If it's been chillier than usual in your area lately, you're not alone. Cold weather swept across the continent last week, leading to plummeting temperatures and too much snow to handle in many cities across the US and Canada. It's not just chilly here, either. While they're entering summer in the Southern Hemisphere, the coldest temperature ever recorded was recently logged in Antarctica - minus 135.8 Fahrenheit, or minus 93.2 Celsius.
When the mercury starts to fall, some people may wonder why it's so cold out if we're supposed to be experiencing global warming. Can climate change really be happening, if we're shivering our way through late autumn? The short answer is Yes.

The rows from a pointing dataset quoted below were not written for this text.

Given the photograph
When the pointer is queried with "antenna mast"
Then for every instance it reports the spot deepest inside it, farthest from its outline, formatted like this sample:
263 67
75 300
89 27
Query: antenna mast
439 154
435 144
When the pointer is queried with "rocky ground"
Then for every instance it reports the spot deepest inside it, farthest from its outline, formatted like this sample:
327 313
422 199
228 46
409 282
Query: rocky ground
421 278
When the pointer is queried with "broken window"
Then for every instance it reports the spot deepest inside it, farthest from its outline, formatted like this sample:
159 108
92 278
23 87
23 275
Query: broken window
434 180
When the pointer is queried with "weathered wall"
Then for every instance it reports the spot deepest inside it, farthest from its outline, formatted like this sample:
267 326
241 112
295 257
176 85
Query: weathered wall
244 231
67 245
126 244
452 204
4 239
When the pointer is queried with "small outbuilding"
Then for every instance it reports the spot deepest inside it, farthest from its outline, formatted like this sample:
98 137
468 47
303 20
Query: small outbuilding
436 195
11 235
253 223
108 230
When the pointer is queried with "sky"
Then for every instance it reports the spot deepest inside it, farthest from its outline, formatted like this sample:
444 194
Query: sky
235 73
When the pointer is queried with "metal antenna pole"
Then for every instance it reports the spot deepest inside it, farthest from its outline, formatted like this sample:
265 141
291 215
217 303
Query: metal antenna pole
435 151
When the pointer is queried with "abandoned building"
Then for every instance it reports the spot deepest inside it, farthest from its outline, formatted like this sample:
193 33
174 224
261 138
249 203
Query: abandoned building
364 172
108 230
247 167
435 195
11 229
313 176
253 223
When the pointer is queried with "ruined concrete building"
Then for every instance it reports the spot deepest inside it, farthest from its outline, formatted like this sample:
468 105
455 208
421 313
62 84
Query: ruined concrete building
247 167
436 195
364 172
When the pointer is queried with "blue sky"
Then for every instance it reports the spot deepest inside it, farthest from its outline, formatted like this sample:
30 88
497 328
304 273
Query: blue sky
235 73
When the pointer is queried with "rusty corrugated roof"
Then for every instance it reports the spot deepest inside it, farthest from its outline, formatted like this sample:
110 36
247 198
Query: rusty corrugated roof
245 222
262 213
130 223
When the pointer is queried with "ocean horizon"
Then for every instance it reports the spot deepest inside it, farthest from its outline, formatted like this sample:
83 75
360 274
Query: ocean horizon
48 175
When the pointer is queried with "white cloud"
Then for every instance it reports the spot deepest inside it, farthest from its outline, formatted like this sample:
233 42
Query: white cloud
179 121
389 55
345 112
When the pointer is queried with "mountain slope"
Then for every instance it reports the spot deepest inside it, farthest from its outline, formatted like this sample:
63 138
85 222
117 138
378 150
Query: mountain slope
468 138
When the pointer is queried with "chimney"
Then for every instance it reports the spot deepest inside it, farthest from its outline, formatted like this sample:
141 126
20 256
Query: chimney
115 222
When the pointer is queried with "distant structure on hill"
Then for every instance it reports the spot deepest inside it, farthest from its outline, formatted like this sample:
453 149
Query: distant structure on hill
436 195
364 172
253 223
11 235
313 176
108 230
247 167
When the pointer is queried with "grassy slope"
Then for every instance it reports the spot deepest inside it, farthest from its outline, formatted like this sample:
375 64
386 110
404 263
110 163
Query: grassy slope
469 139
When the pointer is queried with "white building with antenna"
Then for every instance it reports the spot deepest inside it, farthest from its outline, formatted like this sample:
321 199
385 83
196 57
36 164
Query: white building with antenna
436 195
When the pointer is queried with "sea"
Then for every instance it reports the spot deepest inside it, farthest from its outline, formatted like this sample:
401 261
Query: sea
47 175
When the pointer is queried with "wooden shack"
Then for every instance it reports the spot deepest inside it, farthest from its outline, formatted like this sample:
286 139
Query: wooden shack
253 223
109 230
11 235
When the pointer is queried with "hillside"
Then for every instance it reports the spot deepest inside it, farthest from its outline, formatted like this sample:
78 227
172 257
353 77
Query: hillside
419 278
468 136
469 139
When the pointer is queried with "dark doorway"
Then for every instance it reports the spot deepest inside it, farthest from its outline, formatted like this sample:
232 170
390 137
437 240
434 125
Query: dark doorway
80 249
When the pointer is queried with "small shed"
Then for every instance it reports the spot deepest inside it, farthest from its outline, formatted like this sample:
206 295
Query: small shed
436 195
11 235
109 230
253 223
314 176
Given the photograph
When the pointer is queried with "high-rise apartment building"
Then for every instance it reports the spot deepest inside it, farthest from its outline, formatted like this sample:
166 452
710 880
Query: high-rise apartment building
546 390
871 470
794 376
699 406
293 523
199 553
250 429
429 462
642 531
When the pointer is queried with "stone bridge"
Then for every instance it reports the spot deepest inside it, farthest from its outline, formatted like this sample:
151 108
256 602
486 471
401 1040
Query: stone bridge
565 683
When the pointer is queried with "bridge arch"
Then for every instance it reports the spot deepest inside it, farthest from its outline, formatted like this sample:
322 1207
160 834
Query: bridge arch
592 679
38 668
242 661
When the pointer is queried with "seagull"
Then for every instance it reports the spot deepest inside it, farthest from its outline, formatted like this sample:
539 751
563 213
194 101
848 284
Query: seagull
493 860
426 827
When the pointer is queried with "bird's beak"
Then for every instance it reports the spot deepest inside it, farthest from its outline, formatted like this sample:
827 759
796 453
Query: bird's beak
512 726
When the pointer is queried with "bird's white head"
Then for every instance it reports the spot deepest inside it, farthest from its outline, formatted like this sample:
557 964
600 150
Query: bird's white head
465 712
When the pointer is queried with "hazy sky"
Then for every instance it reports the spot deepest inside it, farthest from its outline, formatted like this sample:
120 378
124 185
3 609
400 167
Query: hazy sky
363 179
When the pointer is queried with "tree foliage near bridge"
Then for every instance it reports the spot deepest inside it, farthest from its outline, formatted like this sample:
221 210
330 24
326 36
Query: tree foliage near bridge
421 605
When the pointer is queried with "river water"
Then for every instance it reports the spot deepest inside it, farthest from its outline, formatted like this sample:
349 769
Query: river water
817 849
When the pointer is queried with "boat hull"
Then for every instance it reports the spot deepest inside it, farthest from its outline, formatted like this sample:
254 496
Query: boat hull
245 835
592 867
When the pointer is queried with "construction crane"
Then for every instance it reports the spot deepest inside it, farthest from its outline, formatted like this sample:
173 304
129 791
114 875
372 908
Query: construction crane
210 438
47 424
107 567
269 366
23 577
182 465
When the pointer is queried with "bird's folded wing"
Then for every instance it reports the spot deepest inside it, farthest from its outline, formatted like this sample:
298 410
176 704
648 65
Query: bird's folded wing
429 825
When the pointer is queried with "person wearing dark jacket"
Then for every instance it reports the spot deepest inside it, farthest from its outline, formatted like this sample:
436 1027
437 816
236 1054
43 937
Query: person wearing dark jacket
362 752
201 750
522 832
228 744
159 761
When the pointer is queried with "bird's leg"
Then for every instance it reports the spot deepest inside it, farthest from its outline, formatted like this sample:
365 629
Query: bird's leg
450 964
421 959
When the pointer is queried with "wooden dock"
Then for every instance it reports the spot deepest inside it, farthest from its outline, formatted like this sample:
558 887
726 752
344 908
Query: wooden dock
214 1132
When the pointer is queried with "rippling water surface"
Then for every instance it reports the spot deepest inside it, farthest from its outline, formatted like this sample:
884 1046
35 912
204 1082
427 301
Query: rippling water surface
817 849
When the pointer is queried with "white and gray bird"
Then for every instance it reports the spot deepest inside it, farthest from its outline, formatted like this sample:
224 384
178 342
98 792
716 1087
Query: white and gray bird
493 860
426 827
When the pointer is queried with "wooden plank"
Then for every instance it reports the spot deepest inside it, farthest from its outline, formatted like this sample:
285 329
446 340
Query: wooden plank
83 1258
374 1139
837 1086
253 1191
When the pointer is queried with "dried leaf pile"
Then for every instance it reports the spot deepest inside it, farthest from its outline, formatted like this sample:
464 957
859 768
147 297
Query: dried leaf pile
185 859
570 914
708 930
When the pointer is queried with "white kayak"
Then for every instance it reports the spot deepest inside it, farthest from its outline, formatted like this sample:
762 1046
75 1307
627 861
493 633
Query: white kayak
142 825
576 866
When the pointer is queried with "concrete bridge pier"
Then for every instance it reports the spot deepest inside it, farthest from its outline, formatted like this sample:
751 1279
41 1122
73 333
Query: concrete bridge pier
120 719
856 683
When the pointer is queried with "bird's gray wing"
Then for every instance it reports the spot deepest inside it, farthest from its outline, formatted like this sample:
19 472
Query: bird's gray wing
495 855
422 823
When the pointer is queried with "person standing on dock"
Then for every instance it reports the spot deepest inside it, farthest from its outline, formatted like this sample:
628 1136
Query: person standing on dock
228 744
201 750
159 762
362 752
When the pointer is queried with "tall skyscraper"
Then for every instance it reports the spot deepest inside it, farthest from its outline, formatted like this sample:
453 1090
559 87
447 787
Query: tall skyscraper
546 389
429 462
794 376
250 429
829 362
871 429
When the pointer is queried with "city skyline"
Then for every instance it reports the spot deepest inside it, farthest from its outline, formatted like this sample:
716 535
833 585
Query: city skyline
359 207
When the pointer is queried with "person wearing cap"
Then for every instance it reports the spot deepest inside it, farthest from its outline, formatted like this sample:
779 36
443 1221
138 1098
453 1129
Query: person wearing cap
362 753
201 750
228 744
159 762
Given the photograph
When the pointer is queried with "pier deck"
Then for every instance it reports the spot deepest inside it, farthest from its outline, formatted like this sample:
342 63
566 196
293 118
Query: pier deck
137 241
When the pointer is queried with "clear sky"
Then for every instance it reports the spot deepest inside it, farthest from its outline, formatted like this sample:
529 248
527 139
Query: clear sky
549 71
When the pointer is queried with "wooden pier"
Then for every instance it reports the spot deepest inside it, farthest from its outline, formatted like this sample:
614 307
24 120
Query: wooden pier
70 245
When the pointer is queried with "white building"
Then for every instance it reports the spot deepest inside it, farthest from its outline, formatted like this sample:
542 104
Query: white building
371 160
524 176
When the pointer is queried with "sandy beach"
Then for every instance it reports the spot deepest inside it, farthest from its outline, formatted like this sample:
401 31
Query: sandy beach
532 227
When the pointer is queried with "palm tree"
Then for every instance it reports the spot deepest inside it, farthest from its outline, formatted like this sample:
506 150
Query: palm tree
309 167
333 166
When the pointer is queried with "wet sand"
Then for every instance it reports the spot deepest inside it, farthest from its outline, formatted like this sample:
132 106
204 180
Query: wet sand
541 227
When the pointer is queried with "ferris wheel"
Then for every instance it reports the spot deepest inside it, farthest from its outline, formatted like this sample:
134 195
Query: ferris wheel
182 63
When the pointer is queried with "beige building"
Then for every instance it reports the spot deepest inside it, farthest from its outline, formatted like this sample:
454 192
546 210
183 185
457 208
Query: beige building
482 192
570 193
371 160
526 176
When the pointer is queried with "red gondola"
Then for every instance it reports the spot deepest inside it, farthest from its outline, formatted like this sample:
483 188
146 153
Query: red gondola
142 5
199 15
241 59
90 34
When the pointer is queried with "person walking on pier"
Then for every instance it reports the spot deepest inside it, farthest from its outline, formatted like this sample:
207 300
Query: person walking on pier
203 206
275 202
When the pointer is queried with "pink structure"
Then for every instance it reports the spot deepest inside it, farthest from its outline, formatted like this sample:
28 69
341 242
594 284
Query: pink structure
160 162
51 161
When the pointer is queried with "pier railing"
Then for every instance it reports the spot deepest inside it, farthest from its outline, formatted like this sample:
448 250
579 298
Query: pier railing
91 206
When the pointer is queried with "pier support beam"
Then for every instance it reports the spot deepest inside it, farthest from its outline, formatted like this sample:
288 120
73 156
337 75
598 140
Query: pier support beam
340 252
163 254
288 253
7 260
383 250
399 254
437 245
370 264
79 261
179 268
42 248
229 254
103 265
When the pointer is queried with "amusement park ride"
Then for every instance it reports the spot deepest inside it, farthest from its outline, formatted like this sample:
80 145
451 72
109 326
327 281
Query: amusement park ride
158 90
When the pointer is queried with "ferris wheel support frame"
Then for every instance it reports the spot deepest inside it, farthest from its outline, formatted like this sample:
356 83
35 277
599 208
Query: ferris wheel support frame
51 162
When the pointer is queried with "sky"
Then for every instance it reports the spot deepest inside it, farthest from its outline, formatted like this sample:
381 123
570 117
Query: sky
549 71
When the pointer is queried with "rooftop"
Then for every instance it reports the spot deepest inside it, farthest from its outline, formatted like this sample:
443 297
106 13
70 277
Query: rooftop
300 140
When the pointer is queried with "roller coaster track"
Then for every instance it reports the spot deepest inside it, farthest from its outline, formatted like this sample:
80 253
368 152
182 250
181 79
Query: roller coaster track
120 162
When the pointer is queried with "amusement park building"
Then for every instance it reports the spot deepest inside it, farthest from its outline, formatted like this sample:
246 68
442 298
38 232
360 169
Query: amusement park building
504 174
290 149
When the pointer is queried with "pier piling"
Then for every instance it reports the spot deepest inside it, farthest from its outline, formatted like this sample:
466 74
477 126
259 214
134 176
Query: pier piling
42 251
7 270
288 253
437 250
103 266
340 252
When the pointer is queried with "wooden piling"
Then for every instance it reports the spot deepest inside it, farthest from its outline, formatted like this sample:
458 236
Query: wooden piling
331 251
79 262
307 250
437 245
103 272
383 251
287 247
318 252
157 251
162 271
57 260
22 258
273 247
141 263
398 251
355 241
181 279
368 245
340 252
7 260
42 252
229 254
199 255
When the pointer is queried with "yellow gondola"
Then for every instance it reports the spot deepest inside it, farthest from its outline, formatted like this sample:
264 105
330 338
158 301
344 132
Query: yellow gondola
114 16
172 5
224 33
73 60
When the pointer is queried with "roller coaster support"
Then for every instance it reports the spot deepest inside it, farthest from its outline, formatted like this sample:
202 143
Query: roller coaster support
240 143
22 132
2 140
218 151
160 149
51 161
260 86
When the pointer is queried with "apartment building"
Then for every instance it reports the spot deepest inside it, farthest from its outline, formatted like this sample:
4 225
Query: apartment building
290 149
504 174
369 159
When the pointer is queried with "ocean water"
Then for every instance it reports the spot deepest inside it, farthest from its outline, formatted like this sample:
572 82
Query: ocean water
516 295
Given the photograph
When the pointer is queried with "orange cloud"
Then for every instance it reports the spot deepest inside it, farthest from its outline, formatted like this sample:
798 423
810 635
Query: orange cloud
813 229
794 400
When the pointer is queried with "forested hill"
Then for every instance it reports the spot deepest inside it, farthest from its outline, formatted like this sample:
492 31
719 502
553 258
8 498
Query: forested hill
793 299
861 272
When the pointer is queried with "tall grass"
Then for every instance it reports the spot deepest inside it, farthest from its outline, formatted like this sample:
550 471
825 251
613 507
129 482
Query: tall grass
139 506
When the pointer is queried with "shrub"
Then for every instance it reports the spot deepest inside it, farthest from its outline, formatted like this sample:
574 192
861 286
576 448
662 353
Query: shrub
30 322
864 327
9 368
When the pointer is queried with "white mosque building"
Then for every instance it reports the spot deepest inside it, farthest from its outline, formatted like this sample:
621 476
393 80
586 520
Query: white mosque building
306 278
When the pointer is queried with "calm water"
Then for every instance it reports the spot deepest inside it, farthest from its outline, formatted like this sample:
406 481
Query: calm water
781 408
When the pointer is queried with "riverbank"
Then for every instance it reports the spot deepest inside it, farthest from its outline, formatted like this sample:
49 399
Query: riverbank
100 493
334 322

When you're talking about the impact of climate change, it's important to understand the difference between the climate and the weather. The weather is what's happening right now. It tells us about the current temperature, wind speed and direction, humidity level, cloud cover, precipitation and so on. The climate tells us about the weather patterns in an area over a longer amount of time. It tells us things like what the average temperature and precipitation accumulation are in a specific place over several years, decades or centuries.
Another way to put this is to say that the weather is the day-to-day variation, while the climate is the long-term trend. Here is a short and easy-to-understand video that explains the difference:
Of course the weather is colder in the winter than it is in the summer. And of course, we sometimes see temperatures that are unusually cold, just as we sometimes see temperatures that are unusually hot. Taken by themselves, they don't tell us how the Earth's climate is changing. Only measuring trends over time can tell us what's happening, and help us to predict what may happen in the decades ahead. Those trends are very clear: the average temperature on our planet is rising, and there's a strong scientific consensus that humans are causing it.
While the idea of global warming may sound appealing on a cold winter day, the evidence is pretty strong that it's actually not a good thing for plants, animals and people. It's important that we don't become complacent, just because it isn't warm out today.